Moi aussi je t’aime, enfin je crois, parce que là tu me les brises vraiment Isa! Toujours aussi pleine de recommandations du genre coach de bien-être :  «  Prenez soin de vous d’abord » ,« Vivez l’instant présent » ,«  Vous avez droit au bonheur » ,« Ecrivez un mantra positif et répétez le chaque jour de vos vacances ». Je n’en peux plus de ce charabia new age, marre de tes décisions unilatérales, fini d’être trop ceci et pas assez cela!  Pas de lettre, quelle bonne idée!


BOB( in petto)

mardi 14 février 2023

Pas de lettres pendant les vacances. 1.



Qu’est ce que tu écris? 

J'écris comme une alcoolique, j'écris pour oublier, j'écris le temps qui court et celui qui traine les pieds, j'écris le temps présent, celui de l'insignifiance, celui du minuscule,  j'écris pour rester en vie, j'écris parce que tu n'es pas là, j'écris mon désir inutile, j'écris le mur d'eau entre la feuille et moi, j'écris parce que je ne peux pas faire autrement.


Qu'est ce que tu écris? 

J'écris les mots qui courent, les larmes égarées dans les aéroports et les regards pressés, j'écris les messages des amoureux sur les téléphones portables, j'écris la voix intemporelle qui annonce les arrivées et les départs , j'écris les vacances obligées, parquées, emmurées, j'écris le temps quelconque, indifférent, cotonneux, suspendu, j'écris ton absence, j'écris le silence au plein milieu du bruit.


Qu'est ce que tu écris?

J'écris Boeing, Boeing, Boeing... du tapis plain dans un avion ce n'est pas sain, les consignes fabriquent la sécurité, l'hôtesse s'ennuie en répétant son texte, je reconnais le bleu du ciel au dessus des nuages, toujours pareil, le steward est fatigué et le capitaine est muet aujourd'hui, pas de message pendant les vacances.


Qu'est ce que tu écris?

J'écris l'attente, le mur d'eau est de nouveau là, j'écris pour faire une provision de mots qui resteront coincés, j'écris pour m'apprivoiser, j'écris mon sourire mouillé, j'écris sans mot.


Qu'est ce que tu écris? 

La vie aujourd'hui.


lundi 6 février 2023

le hasard, les astres, le destin... que sais-je?

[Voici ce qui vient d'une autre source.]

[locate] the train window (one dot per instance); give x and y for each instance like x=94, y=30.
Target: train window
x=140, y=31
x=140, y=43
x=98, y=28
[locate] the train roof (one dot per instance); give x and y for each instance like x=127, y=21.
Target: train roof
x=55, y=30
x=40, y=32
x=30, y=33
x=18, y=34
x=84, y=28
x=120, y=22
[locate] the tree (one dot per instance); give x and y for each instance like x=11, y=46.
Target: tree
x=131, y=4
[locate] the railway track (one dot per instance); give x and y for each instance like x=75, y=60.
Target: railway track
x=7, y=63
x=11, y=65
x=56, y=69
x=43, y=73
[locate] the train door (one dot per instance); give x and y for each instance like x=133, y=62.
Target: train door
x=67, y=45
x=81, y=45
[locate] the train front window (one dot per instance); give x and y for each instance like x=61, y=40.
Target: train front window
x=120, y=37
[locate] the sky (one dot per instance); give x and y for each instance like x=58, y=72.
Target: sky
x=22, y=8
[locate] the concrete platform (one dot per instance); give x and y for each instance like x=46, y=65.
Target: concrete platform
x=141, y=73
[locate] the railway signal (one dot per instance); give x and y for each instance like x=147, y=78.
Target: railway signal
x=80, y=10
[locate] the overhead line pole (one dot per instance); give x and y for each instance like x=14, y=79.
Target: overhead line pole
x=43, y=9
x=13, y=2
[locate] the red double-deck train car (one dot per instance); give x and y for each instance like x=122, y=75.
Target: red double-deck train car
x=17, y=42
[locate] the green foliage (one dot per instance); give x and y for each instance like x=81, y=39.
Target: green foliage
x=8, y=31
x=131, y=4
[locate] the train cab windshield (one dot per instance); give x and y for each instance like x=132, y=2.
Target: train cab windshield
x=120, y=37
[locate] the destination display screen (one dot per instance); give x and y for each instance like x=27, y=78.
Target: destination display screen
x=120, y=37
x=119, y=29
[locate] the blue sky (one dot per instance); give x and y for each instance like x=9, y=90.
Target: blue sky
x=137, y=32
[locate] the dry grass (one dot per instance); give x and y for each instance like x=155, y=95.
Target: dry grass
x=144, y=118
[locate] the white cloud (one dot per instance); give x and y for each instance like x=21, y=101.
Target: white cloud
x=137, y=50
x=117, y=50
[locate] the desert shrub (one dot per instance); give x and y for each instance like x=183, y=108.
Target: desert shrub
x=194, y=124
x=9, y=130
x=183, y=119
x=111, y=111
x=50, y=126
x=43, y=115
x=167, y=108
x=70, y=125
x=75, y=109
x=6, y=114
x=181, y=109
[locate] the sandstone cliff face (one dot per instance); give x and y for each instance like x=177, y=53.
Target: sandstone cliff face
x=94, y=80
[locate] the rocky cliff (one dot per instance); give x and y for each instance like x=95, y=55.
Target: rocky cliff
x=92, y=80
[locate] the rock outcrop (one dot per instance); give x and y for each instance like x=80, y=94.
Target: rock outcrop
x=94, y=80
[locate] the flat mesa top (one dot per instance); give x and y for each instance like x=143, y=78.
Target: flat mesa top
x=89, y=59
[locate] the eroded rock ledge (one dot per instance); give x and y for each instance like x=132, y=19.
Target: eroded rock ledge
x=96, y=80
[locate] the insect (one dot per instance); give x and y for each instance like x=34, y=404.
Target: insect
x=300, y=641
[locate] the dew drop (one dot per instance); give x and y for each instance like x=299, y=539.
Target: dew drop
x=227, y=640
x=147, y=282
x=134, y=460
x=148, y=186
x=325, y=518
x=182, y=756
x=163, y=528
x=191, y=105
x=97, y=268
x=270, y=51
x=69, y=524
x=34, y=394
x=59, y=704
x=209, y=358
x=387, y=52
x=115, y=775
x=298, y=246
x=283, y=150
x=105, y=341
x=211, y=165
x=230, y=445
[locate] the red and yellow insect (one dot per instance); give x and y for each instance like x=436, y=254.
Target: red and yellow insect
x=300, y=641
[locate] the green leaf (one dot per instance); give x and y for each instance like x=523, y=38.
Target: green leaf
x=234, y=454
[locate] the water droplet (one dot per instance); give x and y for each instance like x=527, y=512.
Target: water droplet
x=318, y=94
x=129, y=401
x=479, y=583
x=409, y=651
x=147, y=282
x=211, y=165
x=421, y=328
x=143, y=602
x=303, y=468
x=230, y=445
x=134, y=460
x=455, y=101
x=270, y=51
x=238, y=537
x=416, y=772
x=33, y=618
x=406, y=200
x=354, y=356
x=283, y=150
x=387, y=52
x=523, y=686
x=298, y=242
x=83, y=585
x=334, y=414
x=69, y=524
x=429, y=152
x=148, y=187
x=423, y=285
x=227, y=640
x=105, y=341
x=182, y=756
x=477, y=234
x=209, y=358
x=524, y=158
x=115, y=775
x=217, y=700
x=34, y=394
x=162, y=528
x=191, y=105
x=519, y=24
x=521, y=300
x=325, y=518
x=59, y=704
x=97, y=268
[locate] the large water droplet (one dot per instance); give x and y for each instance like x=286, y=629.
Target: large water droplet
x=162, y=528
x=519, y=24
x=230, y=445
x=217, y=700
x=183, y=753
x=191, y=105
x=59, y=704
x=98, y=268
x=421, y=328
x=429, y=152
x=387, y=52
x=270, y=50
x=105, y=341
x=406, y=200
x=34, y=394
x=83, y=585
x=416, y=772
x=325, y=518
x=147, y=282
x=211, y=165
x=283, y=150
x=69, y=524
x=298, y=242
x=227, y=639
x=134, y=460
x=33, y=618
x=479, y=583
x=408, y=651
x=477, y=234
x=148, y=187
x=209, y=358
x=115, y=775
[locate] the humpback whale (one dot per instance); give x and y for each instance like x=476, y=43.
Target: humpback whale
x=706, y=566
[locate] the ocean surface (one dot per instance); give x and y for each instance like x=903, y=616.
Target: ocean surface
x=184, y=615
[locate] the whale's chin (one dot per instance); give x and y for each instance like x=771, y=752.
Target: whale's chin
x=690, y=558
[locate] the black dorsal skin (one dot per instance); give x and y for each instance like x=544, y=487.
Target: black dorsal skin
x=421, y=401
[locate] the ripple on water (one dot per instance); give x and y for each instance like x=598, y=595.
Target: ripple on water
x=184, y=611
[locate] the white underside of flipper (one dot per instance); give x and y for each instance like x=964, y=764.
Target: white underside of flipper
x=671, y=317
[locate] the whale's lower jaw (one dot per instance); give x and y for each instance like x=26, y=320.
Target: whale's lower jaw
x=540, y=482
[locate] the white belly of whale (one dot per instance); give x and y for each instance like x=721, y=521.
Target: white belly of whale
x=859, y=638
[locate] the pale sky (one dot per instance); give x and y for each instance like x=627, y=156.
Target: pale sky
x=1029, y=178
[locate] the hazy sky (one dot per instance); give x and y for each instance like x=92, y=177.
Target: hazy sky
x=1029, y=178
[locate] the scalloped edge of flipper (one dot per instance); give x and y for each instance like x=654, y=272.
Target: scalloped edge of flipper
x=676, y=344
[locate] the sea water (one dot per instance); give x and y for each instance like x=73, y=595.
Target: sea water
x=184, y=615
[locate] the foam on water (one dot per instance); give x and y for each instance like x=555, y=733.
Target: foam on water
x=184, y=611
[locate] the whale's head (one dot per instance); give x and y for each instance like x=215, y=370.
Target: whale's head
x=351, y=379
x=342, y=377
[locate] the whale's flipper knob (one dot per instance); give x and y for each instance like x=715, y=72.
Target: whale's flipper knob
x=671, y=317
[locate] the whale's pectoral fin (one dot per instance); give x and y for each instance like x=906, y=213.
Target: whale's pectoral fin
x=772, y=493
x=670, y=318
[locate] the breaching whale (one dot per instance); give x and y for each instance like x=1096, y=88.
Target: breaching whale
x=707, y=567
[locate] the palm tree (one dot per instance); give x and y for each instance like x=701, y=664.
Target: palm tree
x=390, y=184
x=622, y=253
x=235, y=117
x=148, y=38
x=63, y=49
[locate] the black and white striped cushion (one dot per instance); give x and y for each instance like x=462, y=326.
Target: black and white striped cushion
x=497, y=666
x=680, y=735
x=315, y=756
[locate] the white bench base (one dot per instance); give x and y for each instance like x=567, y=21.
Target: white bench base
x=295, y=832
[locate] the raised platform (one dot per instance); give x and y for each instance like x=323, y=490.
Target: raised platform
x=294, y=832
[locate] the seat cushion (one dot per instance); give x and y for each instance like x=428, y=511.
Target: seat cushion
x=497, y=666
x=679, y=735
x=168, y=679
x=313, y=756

Cette semaine là, à quelques jours d’intervalle, 
Ernest m’a quittée,
Un camion est entré dans ma façade et presque dans mon salon,
Ma grand-mère s’est suicidée.
Je ne m’attendais à aucun de ces évènements. 
Ernest me disait que j’étais la femme de sa vie.
Ma rue descend en ligne droite et est peu fréquentée.
Ma grand-mère était croyante et en bonne santé.

    Je ne vais pas développer le premier évènement: je suis larguée par Ernest. Je sais depuis longtemps que, comme la schtroumpfette, les hommes sont légers, volatiles, roués, mensongers, de mauvaise foi, inconséquents, sots, rusés… (Je n’invente rien, c’est la recette de Gargamel pour fabriquer une schtroumpfette: un peu de légèreté, de volatilité, un brin de rouerie, un soupçon de mensonge etc…) 
Que Ernest, qui est un homme, quitte illico la femme de sa vie alors qu’il vient de lui faire cet aveu, c’est banal presque. Cet abandon était accompagné de plaintes, de mea culpa, d’aveux de vénération, « je suis le dernier des derniers, je rate toutes les occasions d’être enfin heureux, le bonheur n’existera jamais pour moi, je t’aimerai toujours et à jamais. » - c’est bizarre cette expression, non?-  Il y en avait tant et tant que j’avais presque pitié de lui. Pauvre homme. Privé de l’amour de sa vie au seuil de la vieillesse… J’ai été obligée de m’écrire dans un cahier pour me raisonner: «  Ne t’attendris pas.C’est lui qui a décidé de trancher notre lien à la hache, selon son expression. Tu vas finir par lui trouver des excuses dans son enfance comme dans les émissions psy sur RTL. Garde ta rage, ta rogne. C’est un lamentable looser oui! Il t’a mitonné un fameux canular de dernière minute. Non, non, arrête de pleurer, t’es dingue ou quoi. Mais non, tu ne vas pas lui écrire, tu ne vas pas l’attendre. T’es pas une midinette, tu ne vis pas dans un roman photo. Du punch ma vieille, trouve un amant ou achète un canari! Occupe-toi quoi! »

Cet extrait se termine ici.